The challenge here is that traditional approaches like trial-decrypting all notes become computationally expensive as the network grows and can introduce reliance on third-party servers. Off-band communication for note delivery, while efficient, introduces reliance on side channels.

The solution to this is note tagging. When a note is created, the sender generates a unique "tag" for the log in which the note is embedded. This tag is derived from a shared secret between the sender and recipient, along with a shared index (a counter that increments with each note exchanged between them). Critically, only the sender and recipient can identify this tag. The Aztec node exposes an API (getLogsByTags()) that allows users to efficiently query logs matching specific tags, significantly streamlining note discovery. Aztec.nr further abstracts this for developers, allowing for custom note types and discovery methods.

There are some limitations to this, like the inability to receive notes from unknown senders (as a shared secret cannot be established), and complexities with index synchronization if transactions are reverted or unexpectedly ordered.

Spending (Nullification):

When the owner of a note wishes to spend it, they initiate a private transaction. Within a private zero-knowledge circuit (we will define this concept later), the owner provides the note's full preimage (the original, unencrypted note data) and their private spending key.

Using the compute_nullifier function, a unique nullifier for that specific note is derived. This nullifier is then published on-chain and inserted into a global nullifier tree.

Once a note's nullifier is published and included in the nullifier tree, that note is permanently marked as "spent". Any subsequent attempt to use the same note will fail because its corresponding nullifier will already be present in the tree.

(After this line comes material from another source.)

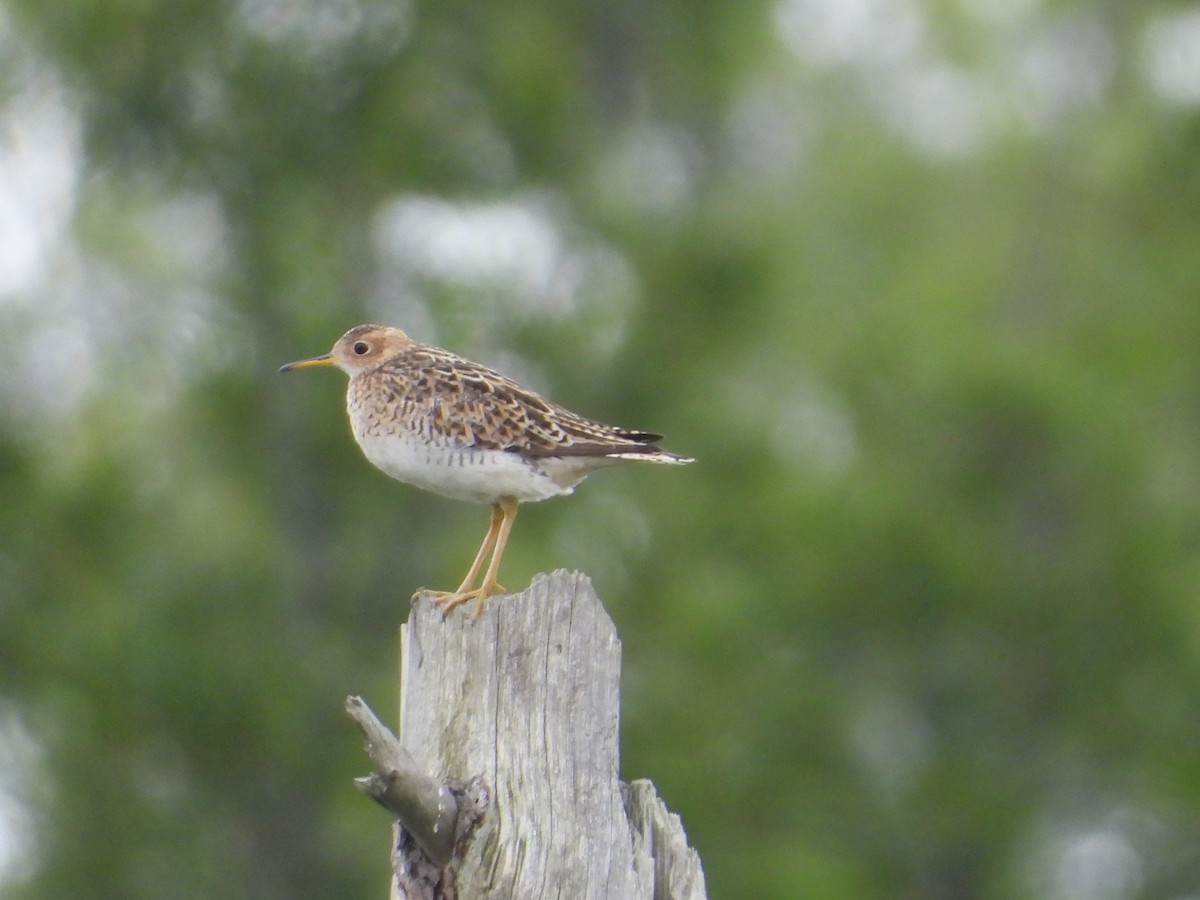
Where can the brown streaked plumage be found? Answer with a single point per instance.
(442, 423)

A key aspect of the UTXO model is that spending a note often involves creating one or more new notes. For example, if a user spends a larger note to make a smaller payment, the original note is nullified, and two new notes are created: one for the recipient (the payment) and one for the sender (the "change"). This mechanism elegantly decouples the actions of creating, updating, and deleting private state.

Private Payment Example

Now, an example of a private payment: let's say that Alice wants to pay Bob 25 DAI privately. In a highlevel:

Sender's Action (Alice):

Alice currently holds a larger DAI note, for instance, a 100 DAI note. To send 25 DAI to Bob, her private circuit first nullifies her existing 100 DAI note by generating and publishing its nullifier to the nullifier tree.

Simultaneously, Alice's circuit creates two new notes:

  • A 25 DAI note, specifically encrypted to Bob's public key and tagged for Bob's discovery.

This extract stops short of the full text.